В 1944 году вошел в строй циклотрон, был получен первый отечественный плутоний. 25 декабря 1946 года вошел в строй первый в СССР уран-графитовый реактор Ф-I. На Южном Урале в 1946–1948 годах началось строительство плутониевого комбината № 817 (ныне производственное объединение «Маяк») и закрытого города Челябинск-40. Здесь строился мощный промышленный реактор по той же схеме, что и экспериментальный реактор Ф-I — конструкция оказалась очень удачной и не потребовала больших изменений.
В мае 1948 года был закончен основной монтаж реактора, а в конце июня его мощность достигла проектного значения. На постройку реактора ушел год и восемь месяцев. Из наработанного им плутония был подготовлен ядерный заряд для испытания атомной бомбы. Бомба была испытана 29 августа 1949 года.
Да, методы организации работ были жесткими, успехи достигались неимоверным трудом, энтузиазмом, порой оплачивались многими жизнями.
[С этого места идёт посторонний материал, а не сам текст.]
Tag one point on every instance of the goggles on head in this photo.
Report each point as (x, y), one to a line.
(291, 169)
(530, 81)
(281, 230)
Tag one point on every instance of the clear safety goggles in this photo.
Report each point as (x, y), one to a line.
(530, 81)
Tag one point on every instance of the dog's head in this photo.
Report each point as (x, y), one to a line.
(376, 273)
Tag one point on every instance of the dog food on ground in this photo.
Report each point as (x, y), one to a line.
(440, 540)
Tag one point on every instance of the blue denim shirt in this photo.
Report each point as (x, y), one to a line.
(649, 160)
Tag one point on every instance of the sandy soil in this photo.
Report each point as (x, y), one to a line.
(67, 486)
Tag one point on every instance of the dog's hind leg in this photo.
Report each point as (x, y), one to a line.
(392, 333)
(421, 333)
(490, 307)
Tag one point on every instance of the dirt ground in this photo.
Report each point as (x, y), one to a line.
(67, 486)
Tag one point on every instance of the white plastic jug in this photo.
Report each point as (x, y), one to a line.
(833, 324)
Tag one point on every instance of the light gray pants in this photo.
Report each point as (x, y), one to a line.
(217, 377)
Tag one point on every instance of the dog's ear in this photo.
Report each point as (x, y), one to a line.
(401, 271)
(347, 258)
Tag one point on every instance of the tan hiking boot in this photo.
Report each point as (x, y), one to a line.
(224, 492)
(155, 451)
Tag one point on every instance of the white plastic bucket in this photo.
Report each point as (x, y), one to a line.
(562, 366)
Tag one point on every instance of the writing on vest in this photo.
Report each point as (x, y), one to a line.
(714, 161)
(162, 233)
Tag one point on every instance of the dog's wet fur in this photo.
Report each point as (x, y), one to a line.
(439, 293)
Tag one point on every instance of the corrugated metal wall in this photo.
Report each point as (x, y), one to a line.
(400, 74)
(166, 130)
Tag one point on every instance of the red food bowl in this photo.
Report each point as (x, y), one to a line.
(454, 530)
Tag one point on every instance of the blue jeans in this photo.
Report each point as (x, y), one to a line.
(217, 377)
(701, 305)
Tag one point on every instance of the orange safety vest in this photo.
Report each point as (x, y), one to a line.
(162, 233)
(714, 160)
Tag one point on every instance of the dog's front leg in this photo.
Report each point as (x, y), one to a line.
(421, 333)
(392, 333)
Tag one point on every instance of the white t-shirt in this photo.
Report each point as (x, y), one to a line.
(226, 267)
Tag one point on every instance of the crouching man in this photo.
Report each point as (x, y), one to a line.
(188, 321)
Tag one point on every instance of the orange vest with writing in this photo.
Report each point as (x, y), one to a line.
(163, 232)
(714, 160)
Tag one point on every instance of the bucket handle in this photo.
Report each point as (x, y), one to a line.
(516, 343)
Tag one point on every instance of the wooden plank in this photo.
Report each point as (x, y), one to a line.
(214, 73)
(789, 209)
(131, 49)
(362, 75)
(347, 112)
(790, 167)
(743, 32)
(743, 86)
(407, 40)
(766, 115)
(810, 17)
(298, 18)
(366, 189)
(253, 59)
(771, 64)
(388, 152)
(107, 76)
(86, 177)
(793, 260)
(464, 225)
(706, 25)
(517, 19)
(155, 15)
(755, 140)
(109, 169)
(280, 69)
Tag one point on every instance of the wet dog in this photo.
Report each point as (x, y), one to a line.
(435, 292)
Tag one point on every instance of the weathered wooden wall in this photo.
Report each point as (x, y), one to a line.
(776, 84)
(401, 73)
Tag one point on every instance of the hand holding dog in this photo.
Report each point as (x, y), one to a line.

Но разве иначе, не мобилизационным образом, могло быть осуществлено такое научное, технологическое, организационное и производственное чудо как советский атомный проект?
В 1945 году только что окончившаяся «горячая» война без всякого перерыва перешла в другую, позже до конца оформившуюся как неклассическая «холодная». Но до момента создания советской бомбы в чреве этой холодной войны вызревал американский замысел ядерного блицкрига против СССР. Реализовав ядерный проект, советская наука и советский народ создали то оружие, которое до сих пор не дает американцам и их союзникам по НАТО перевести в практическое русло план ядерного блицкрига против России.